Un restaurante de grandes y bonitas letras le resultó familiar. Recordaba merendar carolinas y comer pescados de roca, en grandes reuniones familiares que ahora se celebraban en las Arenas, con largas sobremesas tras las comidas y las cenas, ya lejos de la plaza Arrikibar, donde los muchachos del barrio le llamaban loca.

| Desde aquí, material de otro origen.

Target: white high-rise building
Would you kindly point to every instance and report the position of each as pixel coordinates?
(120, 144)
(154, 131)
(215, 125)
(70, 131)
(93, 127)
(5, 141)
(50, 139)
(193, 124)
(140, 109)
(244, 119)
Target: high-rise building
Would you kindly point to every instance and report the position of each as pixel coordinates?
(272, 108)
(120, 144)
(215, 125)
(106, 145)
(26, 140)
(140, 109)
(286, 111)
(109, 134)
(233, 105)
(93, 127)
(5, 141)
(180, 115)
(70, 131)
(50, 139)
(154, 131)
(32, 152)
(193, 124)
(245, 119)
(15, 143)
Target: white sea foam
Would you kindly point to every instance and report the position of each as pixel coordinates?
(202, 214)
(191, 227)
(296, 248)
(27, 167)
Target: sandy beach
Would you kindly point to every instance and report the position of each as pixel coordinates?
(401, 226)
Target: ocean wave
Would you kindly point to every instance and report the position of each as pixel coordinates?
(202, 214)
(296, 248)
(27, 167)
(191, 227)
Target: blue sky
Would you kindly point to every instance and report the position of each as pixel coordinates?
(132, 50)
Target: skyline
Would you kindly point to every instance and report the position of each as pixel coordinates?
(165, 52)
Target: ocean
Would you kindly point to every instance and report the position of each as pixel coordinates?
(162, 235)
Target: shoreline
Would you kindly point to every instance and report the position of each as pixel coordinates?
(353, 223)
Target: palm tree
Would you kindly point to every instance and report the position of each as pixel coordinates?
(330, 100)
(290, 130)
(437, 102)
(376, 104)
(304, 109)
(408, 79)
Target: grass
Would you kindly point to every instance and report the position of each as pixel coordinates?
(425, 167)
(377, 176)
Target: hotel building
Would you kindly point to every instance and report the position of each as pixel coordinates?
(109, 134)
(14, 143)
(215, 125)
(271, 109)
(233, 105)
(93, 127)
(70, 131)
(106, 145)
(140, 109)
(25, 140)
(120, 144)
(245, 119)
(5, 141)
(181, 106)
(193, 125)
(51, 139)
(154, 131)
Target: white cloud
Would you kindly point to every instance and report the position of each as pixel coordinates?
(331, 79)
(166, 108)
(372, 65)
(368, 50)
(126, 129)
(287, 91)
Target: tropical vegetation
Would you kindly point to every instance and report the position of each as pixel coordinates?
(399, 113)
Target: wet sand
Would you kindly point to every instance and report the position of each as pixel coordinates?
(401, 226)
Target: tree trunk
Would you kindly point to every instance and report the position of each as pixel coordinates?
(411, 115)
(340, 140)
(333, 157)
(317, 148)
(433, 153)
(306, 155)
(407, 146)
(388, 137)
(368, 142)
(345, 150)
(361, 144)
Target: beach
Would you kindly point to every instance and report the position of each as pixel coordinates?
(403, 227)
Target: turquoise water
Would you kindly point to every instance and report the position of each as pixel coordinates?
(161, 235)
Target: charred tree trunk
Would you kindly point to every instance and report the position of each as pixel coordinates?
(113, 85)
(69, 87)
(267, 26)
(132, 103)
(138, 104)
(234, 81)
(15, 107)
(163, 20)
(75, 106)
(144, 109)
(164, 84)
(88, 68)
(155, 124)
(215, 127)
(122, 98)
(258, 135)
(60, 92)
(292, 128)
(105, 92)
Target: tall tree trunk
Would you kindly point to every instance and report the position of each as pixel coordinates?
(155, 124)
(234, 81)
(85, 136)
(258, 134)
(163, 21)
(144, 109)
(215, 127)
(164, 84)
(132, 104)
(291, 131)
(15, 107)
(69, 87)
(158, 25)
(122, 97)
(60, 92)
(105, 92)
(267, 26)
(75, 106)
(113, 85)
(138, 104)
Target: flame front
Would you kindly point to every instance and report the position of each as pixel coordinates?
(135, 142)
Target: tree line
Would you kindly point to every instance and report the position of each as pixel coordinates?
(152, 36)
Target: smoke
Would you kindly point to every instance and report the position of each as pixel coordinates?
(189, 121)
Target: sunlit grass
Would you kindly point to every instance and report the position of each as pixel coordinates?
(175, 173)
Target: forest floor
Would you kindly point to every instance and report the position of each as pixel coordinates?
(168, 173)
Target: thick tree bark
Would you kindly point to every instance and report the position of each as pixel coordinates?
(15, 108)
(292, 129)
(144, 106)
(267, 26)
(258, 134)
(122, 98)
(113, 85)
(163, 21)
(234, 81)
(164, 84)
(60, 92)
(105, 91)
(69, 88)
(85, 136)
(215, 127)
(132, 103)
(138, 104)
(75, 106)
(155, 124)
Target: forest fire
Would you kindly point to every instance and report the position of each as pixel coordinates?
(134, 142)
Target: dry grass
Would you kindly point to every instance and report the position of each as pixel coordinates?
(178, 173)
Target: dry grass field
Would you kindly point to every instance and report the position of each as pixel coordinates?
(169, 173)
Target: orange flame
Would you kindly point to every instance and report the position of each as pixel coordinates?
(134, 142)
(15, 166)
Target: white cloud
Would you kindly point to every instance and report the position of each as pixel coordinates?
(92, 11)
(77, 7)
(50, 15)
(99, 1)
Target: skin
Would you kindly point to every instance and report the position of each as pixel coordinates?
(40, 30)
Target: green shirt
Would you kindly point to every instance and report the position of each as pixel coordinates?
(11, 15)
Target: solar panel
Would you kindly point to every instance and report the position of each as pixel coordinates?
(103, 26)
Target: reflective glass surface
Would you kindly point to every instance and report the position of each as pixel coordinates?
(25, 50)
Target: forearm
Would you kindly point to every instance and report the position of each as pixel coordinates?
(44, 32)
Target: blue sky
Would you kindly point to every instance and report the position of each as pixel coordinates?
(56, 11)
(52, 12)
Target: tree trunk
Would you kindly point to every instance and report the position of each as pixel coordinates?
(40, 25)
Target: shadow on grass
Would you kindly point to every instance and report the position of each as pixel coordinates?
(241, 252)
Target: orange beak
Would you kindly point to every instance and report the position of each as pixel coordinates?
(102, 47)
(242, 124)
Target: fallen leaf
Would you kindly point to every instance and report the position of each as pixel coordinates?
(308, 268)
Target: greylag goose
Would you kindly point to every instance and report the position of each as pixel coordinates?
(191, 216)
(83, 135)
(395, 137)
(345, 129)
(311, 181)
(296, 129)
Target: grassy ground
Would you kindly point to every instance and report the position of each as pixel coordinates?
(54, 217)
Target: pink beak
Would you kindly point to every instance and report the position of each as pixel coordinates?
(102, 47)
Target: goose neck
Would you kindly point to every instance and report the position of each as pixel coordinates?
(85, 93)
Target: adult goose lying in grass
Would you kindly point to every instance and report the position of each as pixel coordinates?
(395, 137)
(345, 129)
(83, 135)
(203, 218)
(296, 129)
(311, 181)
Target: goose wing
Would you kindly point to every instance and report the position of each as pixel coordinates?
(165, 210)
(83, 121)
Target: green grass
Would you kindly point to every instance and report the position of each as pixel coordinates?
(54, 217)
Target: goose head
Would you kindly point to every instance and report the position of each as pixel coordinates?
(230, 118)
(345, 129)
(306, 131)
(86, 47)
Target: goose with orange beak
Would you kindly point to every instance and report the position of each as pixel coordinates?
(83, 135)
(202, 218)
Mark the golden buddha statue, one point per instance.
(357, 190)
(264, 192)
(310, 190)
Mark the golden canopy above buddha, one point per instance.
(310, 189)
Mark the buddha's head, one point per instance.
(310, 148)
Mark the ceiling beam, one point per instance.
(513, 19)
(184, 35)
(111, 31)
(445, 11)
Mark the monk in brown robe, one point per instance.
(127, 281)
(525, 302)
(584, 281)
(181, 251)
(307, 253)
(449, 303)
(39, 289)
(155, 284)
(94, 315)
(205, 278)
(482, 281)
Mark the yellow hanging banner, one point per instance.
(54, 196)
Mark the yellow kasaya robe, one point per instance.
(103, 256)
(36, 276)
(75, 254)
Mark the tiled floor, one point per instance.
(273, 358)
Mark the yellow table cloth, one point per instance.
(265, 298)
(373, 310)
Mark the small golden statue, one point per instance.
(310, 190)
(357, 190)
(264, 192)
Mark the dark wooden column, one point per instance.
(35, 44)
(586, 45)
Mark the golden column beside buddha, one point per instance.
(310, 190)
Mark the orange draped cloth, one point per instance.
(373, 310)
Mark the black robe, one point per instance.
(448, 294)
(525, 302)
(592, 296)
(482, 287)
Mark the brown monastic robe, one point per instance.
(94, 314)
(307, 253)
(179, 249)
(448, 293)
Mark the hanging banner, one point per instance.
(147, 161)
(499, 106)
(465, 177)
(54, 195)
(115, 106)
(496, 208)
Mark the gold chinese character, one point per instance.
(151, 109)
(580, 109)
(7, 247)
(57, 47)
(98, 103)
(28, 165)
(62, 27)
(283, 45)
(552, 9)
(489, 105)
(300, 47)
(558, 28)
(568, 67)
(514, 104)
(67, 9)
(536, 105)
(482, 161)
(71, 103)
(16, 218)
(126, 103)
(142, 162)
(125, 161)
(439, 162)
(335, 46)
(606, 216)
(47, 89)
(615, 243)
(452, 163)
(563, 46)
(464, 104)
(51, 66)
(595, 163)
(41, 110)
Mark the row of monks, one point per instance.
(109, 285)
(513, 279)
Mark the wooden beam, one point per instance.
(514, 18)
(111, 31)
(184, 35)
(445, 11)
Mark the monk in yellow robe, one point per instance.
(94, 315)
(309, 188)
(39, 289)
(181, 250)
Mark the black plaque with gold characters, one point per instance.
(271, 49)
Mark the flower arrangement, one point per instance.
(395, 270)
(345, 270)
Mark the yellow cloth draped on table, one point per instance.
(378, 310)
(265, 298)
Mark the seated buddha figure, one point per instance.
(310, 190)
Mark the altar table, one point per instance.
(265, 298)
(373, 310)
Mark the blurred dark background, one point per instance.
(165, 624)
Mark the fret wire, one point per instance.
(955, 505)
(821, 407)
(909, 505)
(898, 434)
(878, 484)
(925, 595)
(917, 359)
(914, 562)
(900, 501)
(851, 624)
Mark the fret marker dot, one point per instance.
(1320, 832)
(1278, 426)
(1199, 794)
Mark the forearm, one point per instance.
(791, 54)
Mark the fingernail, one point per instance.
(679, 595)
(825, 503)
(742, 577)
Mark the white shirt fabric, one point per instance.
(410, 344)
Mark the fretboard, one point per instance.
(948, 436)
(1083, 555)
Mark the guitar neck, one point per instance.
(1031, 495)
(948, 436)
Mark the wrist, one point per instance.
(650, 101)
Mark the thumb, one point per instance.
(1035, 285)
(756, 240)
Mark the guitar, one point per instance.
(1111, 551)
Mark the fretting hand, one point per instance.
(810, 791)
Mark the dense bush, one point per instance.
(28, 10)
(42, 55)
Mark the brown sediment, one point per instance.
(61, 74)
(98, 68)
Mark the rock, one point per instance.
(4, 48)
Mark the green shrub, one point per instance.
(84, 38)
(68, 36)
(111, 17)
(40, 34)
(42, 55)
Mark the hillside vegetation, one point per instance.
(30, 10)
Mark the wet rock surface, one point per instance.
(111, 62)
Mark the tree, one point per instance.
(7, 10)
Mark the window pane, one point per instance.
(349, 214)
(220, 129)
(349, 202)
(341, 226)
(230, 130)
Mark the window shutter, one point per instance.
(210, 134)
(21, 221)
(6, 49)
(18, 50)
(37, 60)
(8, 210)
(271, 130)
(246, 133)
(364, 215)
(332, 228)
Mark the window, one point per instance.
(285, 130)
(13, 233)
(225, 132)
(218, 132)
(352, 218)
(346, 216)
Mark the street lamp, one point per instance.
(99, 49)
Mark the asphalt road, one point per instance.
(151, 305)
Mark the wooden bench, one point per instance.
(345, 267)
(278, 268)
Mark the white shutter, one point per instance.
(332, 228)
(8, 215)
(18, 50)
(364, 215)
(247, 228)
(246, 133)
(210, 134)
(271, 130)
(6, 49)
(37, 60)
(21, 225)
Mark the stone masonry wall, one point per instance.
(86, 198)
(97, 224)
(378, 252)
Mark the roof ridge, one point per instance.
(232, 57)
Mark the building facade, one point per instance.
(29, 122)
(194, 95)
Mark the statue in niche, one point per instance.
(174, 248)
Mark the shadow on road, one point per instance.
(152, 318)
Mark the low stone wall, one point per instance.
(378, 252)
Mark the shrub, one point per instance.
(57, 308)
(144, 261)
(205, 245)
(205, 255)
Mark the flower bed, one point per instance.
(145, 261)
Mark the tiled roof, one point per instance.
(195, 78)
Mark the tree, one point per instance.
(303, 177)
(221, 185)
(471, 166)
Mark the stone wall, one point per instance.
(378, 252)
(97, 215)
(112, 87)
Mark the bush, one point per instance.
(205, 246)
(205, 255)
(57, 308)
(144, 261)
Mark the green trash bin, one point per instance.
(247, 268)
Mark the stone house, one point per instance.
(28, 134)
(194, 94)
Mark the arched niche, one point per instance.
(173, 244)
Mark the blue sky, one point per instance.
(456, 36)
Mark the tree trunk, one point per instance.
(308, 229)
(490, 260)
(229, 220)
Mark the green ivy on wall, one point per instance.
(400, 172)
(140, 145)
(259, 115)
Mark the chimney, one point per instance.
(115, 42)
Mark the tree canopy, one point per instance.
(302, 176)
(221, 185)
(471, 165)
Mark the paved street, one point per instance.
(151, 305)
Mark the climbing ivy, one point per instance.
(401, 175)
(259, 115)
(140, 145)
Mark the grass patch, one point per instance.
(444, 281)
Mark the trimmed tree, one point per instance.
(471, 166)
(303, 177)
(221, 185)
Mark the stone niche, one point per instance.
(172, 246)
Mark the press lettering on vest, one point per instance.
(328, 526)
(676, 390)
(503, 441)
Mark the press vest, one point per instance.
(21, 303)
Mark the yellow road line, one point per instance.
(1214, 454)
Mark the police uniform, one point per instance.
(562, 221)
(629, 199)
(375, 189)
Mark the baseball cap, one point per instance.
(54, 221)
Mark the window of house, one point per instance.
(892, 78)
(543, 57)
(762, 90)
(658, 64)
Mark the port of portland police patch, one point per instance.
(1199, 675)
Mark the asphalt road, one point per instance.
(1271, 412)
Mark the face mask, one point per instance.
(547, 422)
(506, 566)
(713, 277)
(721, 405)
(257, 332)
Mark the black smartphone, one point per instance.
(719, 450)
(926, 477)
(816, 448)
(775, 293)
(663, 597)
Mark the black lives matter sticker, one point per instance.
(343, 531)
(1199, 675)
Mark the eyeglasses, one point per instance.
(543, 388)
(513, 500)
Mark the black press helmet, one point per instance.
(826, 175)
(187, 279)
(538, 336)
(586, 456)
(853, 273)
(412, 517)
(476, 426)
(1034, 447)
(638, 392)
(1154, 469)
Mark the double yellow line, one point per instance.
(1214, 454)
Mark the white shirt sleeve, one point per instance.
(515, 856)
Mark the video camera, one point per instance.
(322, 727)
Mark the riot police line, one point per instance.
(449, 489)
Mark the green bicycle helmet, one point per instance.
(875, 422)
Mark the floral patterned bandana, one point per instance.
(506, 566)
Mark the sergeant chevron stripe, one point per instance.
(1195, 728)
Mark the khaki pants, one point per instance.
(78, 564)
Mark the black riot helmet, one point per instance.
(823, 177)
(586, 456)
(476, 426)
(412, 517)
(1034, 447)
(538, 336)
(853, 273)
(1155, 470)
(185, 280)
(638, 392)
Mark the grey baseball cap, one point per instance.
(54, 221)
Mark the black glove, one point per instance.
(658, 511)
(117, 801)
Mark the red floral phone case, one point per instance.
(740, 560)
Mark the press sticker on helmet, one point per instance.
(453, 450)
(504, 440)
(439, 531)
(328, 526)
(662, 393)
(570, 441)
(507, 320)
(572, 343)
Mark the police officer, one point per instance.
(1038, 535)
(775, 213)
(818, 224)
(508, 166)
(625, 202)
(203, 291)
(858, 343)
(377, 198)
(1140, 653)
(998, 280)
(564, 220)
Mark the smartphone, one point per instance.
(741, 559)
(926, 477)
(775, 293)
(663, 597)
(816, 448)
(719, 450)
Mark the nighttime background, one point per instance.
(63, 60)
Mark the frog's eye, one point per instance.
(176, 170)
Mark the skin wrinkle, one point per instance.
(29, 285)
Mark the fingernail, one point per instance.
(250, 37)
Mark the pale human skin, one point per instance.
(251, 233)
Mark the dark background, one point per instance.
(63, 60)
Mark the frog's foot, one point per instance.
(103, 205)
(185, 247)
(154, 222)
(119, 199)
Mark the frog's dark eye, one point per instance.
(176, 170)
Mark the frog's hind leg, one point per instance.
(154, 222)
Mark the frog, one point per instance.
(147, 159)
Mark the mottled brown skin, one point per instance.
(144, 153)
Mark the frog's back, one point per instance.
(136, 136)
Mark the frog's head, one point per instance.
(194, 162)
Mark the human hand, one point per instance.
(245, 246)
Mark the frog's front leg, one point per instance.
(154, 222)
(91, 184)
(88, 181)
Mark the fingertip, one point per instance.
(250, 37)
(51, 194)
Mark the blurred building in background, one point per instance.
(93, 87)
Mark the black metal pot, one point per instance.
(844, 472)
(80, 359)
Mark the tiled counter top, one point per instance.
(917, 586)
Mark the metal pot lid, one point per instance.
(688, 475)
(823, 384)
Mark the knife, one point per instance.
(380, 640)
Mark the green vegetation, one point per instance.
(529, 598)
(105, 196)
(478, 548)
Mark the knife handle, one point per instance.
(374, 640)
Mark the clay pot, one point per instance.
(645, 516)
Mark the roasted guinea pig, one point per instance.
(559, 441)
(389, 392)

Dio un par de vueltas más y comenzó a escuchar un estruendo de música y alegría. De pronto, las mareas de felices locos ataviados de rojo y blanco y afónicos de emoción se habían congregado delante del Ayuntamiento. Sonaba el himno del Athletic y retumbaba tan fuerte, coreado por todos, que tuvo que taparse los oídos. Entonces sintió un abrazo fuerte. El olor y las mangas rosas de la camisa le tranquilizaron. “Aúpa Athletic, aita”. Su padre no pudo responder. Cuando aparecieron los jugadores en el balcón, despertó.

Esta vez recordaba todos los detalles del sueño. Quería seguir durmiendo para ver por fin a su equipo celebrar un título pero tenía mucha sed. Al entrar en la cocina, vio a su padre sentado y con la mirada perdida. “Aita, estoy soñando que el Athletic ganaba la Supercopa. Íbamos juntos a recibirles y había más gente de la que he visto en toda mi vida”. “Lo siento mucho, hijo, acuéstate”, le respondió en voz muy baja. Llevaba su camisa rosa desabrochada hasta el pecho y churretes rojos y blancos le difuminaban las mejillas y la barbilla. “Aita, siempre voy a ser del Athletic, aunque nunca volvamos a ser campeones”. Y se volvió a acostar, recordando a don Pirulí de la Habana y rezando a Jesusito para que el Athletic le ganara al menos al Barça el domingo.

Esta previa tan poco analítica está dedicada a todas las generaciones de aficionados del Athletic que no habíamos vivido nunca lo que significa sentirse campeón. Y a los que sí lo vivieron, gracias por mantener viva la ilusión.